Demokratieforschung war traditionell ein Stiefkind deutscher Historiographiegeschichte. Was den Vormärz und die Revolution 1848/49 betrifft, hat das 150. Jubiläumsjahr 1998 partiell Ansätze zu einer Erweiterung des Interessenhorizonts der Geschichtsschreibung erkennen lassen. Unter der großen Zahl der Veröffentlichungen, die durch das Gedenkjahr 1998 veranlaßt wurden, befinden sich auch solche, die bestimmten demokratischen Bestrebungen in den verschiedenen Regionen des damaligen Deutschlands nachspüren. Für die preußische Provinz Schlesien gilt diese Feststellung nicht. Obwohl Schlesien im Jahre 1848 eines der Zentren im Ringen um die Durchsetzung bürgerlich-demokratischer Verhältnisse in der Mitte Europas war, fand diese Tradition weder in der deutschen noch in der polnischen Historiographie gebührende Beachtung. Vereinzelte ältere Veröffentlichungen von deutschen wie polnischen Autoren zur Geschichte demokratischer Bestrebungen in Schlesien im zeitlichen Umfeld von 1848/49 bieten teils wertvolle Hinweise zur Erschließung des Themas, dokumentieren aber zugleich die bestehenden Defizite in der umfassenden Aufhellung dieses Forschungsfeldes.
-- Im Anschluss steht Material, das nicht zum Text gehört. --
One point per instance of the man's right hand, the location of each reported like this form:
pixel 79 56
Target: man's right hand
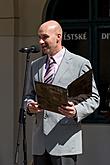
pixel 33 107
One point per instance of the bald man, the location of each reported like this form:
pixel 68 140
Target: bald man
pixel 57 137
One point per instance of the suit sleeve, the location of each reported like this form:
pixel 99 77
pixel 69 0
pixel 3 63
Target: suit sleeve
pixel 89 105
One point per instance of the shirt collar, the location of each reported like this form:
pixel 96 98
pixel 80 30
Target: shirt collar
pixel 58 57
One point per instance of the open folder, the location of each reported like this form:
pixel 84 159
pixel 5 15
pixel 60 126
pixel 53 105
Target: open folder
pixel 50 96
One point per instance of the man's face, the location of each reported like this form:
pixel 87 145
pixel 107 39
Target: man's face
pixel 48 40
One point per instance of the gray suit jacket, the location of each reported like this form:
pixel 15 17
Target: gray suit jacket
pixel 56 133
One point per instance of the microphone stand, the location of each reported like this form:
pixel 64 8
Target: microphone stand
pixel 22 116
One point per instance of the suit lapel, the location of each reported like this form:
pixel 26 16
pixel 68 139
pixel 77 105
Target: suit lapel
pixel 63 68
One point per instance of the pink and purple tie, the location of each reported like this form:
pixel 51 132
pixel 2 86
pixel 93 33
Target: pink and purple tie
pixel 49 75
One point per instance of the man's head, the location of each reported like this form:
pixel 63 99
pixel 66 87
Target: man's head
pixel 50 37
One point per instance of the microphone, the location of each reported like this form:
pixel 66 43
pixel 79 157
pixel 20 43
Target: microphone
pixel 31 49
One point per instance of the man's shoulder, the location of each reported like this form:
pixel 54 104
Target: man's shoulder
pixel 74 56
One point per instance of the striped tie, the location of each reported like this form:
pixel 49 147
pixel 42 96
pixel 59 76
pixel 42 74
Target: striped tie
pixel 49 75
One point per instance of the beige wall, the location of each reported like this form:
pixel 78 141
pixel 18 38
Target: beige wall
pixel 19 20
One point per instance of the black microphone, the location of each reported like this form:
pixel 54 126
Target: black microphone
pixel 31 49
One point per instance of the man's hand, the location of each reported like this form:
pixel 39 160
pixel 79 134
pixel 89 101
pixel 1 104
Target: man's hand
pixel 33 107
pixel 68 110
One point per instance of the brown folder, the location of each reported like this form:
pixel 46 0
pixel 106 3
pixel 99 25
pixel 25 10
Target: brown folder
pixel 50 97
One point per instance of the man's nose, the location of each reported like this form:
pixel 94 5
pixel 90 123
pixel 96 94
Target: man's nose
pixel 41 41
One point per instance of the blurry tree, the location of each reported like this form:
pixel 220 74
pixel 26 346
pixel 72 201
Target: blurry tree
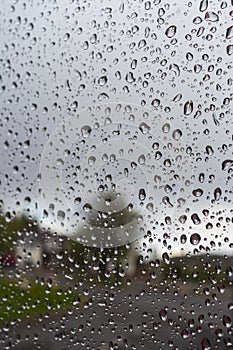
pixel 10 226
pixel 110 261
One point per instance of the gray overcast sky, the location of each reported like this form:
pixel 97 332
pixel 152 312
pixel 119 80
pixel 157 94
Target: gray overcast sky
pixel 60 58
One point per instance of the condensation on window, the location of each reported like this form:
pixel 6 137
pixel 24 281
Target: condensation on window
pixel 116 175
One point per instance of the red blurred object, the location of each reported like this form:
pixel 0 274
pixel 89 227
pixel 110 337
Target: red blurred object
pixel 7 260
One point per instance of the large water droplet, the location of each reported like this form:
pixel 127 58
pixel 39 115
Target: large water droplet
pixel 227 164
pixel 229 32
pixel 198 192
pixel 188 107
pixel 177 133
pixel 86 131
pixel 217 193
pixel 195 239
pixel 144 128
pixel 170 31
pixel 142 194
pixel 211 16
pixel 205 343
pixel 155 103
pixel 203 5
pixel 163 314
pixel 102 80
pixel 177 98
pixel 166 128
pixel 226 321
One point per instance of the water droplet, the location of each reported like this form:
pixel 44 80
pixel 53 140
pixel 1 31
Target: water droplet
pixel 217 193
pixel 177 98
pixel 188 107
pixel 227 164
pixel 158 155
pixel 91 161
pixel 163 314
pixel 144 128
pixel 155 103
pixel 87 208
pixel 203 5
pixel 205 343
pixel 211 16
pixel 175 68
pixel 86 131
pixel 130 78
pixel 230 50
pixel 166 201
pixel 195 239
pixel 177 134
pixel 142 194
pixel 229 32
pixel 226 321
pixel 166 128
pixel 102 80
pixel 198 192
pixel 184 333
pixel 66 37
pixel 141 159
pixel 170 31
pixel 61 215
pixel 195 219
pixel 197 68
pixel 183 239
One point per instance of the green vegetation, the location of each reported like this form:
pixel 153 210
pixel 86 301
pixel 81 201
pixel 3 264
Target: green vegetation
pixel 25 299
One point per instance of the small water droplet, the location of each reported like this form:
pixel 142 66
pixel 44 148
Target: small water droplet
pixel 211 16
pixel 203 5
pixel 195 239
pixel 87 208
pixel 166 201
pixel 141 159
pixel 61 215
pixel 177 98
pixel 188 107
pixel 142 194
pixel 130 78
pixel 170 31
pixel 198 192
pixel 217 193
pixel 144 128
pixel 155 103
pixel 229 50
pixel 66 37
pixel 166 128
pixel 227 164
pixel 86 131
pixel 226 321
pixel 183 239
pixel 195 219
pixel 177 133
pixel 205 343
pixel 163 314
pixel 229 32
pixel 102 80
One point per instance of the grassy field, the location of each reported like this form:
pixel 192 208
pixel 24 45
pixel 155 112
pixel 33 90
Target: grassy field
pixel 24 299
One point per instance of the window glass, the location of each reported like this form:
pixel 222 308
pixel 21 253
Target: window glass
pixel 116 175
Der vorliegende in zwei Halbbänden erscheinende Sammelband verfolgt das Ziel, einen Beitrag zur Schließung dieser Lücke zu leisten. Er vereinigt teils vor Jahren entstandene, teils erst jüngst geschriebene Studien. Mit zwei Ausnahmen handelt es sich um Arbeiten, die bereits an anderen, freilich zum Teil kaum allgemein zugänglichen Orten erschienen sind, hier jedoch teilweise in bearbeiteter, ergänzter und erweiterter Fassung vorgelegt werden.
Im Mittelpunkt der Studien steht Schlesiens Weg in die bürgerliche Gesellschaft im 19. Jahrhundert, insbesondere die Zeit des Vormärz und der Revolution von 1848/49. Ein erster Halbband enthält Beiträge über Ereignisse, Prozesse und Bewegungen. Der zweite Halbband vereinigt biographische Darstellungen schlesischer Akteure und Protagonisten im Ringen um eine demokratische Neugestaltung der Gesellschaft.
Gegenstand der Untersuchungen im ersten Halbband sind die Agrarreformen in der ersten Hälfte des 19. Jahrhunderts, die die Durchsetzung bürgerlich-kapitalistischer Produktionsverhältnisse in der Landwirtschaft beförderten, die elementar-demokratischen Bewegungen des Landvolkes in Schlesien zu Beginn der Revolution 1848 sowie die Reaktionen darauf in Staat und Gesellschaft, die Haltung der Parteien gegenüber der Landbevölkerung in der Wahlbewegung im Frühjahr 1848, das Wirken der schlesischen Abgeordneten in der preußischen verfassungsgebenden Versammlung von 1848 mit einer Dokumentation der schlesischen Wahlkreise und der gewählten Abgeordneten und ihren Stellvertretern sowie einem biographischen Verzeichnis sämtlicher schlesischer Abgeordneten, eine lexikalisch-knappe Darstellung des Rustikalvereins in Schlesien, ein Überblick über die Bauernbewegungen in den Revolutionsjahren in der Grafschaft Glatz und schließlich eine Studie, die Nachdrucken aus der "Neuen Rheinischen Zeitung" in Schlesien nachspürt.